Gevonden voorwerpen moeten onmiddellijk worden ingeleverd bij het bedieningspersoneel in overeenstemming met § 978 BGB. Gevonden voorwerpen worden tegen betaling van een opslagvergoeding door het bureau voor gevonden voorwerpen van de maatschappij aan de verliezer teruggegeven. Onmiddellijke teruggave aan de verliezer door het bedrijfspersoneel is toegestaan als de verliezer kan bewijzen dat hij/zij de verliezer is. De verliezer moet de ontvangst van het voorwerp schriftelijk bevestigen.


§ 14 Aansprakelijkheid

De exploitant is aansprakelijk voor het overlijden of letsel van een passagier en voor schade aan eigendommen die de passagier draagt of bij zich heeft volgens de algemeen geldende bepalingen. Voor materiële schade is de vervoerder jegens elke vervoerde persoon slechts aansprakelijk tot een bedrag van maximaal 1 000 euro; de beperking van de aansprakelijkheid geldt niet indien de materiële schade te wijten is aan opzet of grove nalatigheid.

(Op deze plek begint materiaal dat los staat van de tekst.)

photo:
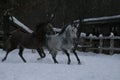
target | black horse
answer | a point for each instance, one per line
(35, 40)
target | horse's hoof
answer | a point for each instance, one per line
(3, 60)
(68, 63)
(56, 62)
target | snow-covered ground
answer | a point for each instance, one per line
(93, 67)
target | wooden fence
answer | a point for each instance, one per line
(88, 42)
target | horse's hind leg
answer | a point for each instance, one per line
(41, 52)
(8, 51)
(54, 56)
(69, 61)
(21, 54)
(76, 56)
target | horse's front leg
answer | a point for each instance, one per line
(54, 53)
(8, 51)
(66, 52)
(74, 51)
(41, 52)
(21, 54)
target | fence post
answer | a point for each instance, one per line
(100, 43)
(111, 43)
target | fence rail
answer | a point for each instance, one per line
(100, 40)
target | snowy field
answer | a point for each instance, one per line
(93, 67)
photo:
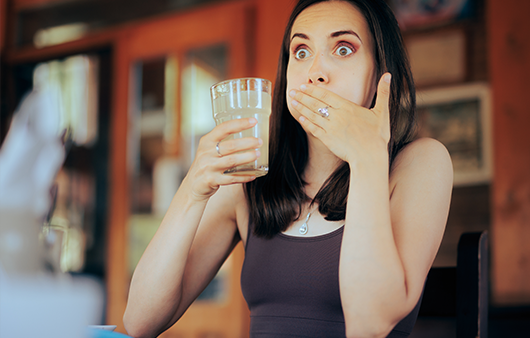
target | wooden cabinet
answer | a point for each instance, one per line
(154, 127)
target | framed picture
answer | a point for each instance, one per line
(438, 59)
(460, 118)
(427, 13)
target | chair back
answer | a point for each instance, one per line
(461, 291)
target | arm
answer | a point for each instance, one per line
(391, 236)
(393, 227)
(196, 235)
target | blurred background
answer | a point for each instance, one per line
(135, 78)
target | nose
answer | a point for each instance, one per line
(317, 73)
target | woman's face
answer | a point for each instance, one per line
(331, 46)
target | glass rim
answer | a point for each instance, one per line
(240, 79)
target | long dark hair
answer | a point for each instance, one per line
(275, 200)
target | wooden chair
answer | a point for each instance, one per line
(457, 294)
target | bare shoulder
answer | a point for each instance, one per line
(425, 160)
(231, 201)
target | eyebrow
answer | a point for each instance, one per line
(350, 32)
(332, 35)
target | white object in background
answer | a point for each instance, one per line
(32, 153)
(48, 307)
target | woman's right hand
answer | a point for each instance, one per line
(206, 172)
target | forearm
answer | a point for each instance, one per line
(372, 277)
(156, 285)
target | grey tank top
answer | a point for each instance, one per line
(291, 286)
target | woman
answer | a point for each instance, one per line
(341, 233)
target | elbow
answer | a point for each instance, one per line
(368, 329)
(135, 328)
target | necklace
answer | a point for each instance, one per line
(303, 228)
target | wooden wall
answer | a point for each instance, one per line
(509, 30)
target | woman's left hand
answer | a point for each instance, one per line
(351, 132)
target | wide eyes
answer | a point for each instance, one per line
(302, 53)
(344, 50)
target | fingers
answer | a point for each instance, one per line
(383, 94)
(315, 97)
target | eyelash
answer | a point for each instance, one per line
(299, 48)
(347, 45)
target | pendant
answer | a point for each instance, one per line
(303, 229)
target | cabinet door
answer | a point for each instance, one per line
(168, 66)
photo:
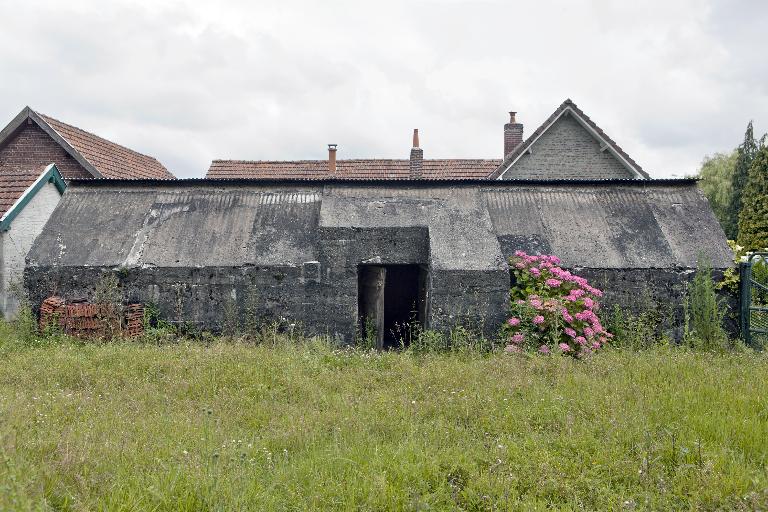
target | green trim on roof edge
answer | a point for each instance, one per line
(50, 175)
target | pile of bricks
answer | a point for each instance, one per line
(86, 320)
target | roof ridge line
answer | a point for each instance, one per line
(46, 117)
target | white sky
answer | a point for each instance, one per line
(186, 82)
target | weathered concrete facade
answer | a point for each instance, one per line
(16, 241)
(295, 249)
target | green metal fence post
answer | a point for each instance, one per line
(745, 299)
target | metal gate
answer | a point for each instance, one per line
(754, 300)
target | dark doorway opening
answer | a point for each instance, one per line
(391, 303)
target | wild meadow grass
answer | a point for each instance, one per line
(305, 426)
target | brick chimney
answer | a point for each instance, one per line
(513, 134)
(332, 158)
(417, 158)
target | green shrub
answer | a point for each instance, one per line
(704, 312)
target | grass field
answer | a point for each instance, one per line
(231, 426)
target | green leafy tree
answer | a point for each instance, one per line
(746, 153)
(753, 219)
(715, 176)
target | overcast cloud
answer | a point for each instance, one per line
(670, 81)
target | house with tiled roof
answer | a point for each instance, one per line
(567, 146)
(38, 155)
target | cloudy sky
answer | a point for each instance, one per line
(187, 82)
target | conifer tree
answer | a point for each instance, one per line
(753, 219)
(746, 153)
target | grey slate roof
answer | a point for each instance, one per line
(471, 225)
(571, 106)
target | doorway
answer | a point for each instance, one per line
(391, 302)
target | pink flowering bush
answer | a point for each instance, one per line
(552, 310)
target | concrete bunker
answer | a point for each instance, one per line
(392, 301)
(185, 245)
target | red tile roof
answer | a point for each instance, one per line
(13, 183)
(110, 159)
(351, 169)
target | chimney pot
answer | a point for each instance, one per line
(513, 134)
(332, 157)
(417, 158)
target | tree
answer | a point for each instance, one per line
(745, 154)
(715, 176)
(753, 219)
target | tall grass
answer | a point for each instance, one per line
(288, 423)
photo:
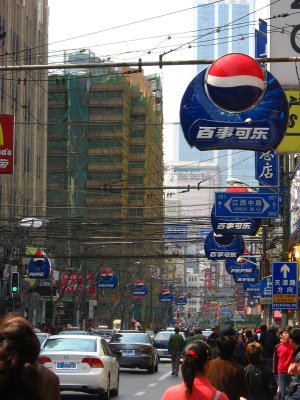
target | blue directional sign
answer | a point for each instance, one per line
(267, 168)
(265, 287)
(253, 205)
(285, 286)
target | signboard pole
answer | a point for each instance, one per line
(285, 216)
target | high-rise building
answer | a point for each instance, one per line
(104, 159)
(23, 94)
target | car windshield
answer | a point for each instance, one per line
(163, 335)
(70, 344)
(130, 338)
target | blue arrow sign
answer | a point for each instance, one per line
(254, 205)
(285, 286)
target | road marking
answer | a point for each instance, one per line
(165, 376)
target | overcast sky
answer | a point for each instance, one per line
(126, 31)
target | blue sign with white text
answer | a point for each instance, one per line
(234, 103)
(254, 205)
(285, 286)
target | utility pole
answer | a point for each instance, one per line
(285, 220)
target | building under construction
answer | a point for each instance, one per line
(104, 159)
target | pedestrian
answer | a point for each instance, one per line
(199, 335)
(282, 359)
(212, 341)
(189, 338)
(260, 379)
(225, 373)
(175, 347)
(269, 340)
(240, 350)
(250, 338)
(195, 386)
(293, 390)
(21, 375)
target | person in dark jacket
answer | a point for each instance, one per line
(268, 339)
(260, 379)
(283, 358)
(175, 347)
(294, 369)
(225, 373)
(21, 375)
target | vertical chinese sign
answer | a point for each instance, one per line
(6, 144)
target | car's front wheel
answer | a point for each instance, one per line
(115, 390)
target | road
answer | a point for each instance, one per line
(135, 384)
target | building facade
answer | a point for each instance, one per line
(104, 157)
(23, 95)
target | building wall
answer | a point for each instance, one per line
(105, 154)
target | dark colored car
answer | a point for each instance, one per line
(161, 342)
(134, 349)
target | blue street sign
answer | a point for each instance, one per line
(265, 287)
(253, 205)
(285, 286)
(267, 168)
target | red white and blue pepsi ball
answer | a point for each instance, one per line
(235, 82)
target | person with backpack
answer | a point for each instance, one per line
(195, 366)
(260, 379)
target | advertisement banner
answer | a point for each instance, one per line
(6, 144)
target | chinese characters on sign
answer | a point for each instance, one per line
(256, 205)
(241, 133)
(6, 144)
(285, 286)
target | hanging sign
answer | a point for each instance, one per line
(181, 300)
(234, 225)
(106, 279)
(165, 296)
(223, 247)
(39, 266)
(234, 104)
(140, 289)
(248, 267)
(6, 144)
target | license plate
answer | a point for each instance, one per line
(64, 365)
(128, 352)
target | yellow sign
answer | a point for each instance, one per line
(284, 298)
(291, 141)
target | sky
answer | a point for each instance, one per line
(126, 31)
(111, 30)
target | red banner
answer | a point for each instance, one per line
(6, 144)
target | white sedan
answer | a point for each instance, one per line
(83, 363)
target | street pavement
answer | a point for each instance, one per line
(135, 384)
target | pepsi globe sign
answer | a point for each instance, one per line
(234, 104)
(235, 82)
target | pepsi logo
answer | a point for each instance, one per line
(235, 82)
(106, 274)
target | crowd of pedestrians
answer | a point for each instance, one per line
(261, 364)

§ 16 Uitsluiting van schadeclaims

Afwijkingen van de dienstregeling als gevolg van verkeersbelemmeringen, bedrijfsstoringen of onderbrekingen alsmede plaatsgebrek rechtvaardigen geen aanspraken op schadevergoeding; in dit opzicht wordt geen garantie gegeven voor het nakomen van aansluitingen.


§ 17 Bevoegde rechtbank

De bevoegde rechtbank voor alle geschillen die voortvloeien uit de vervoersovereenkomst is de maatschappelijke zetel van de maatschappij.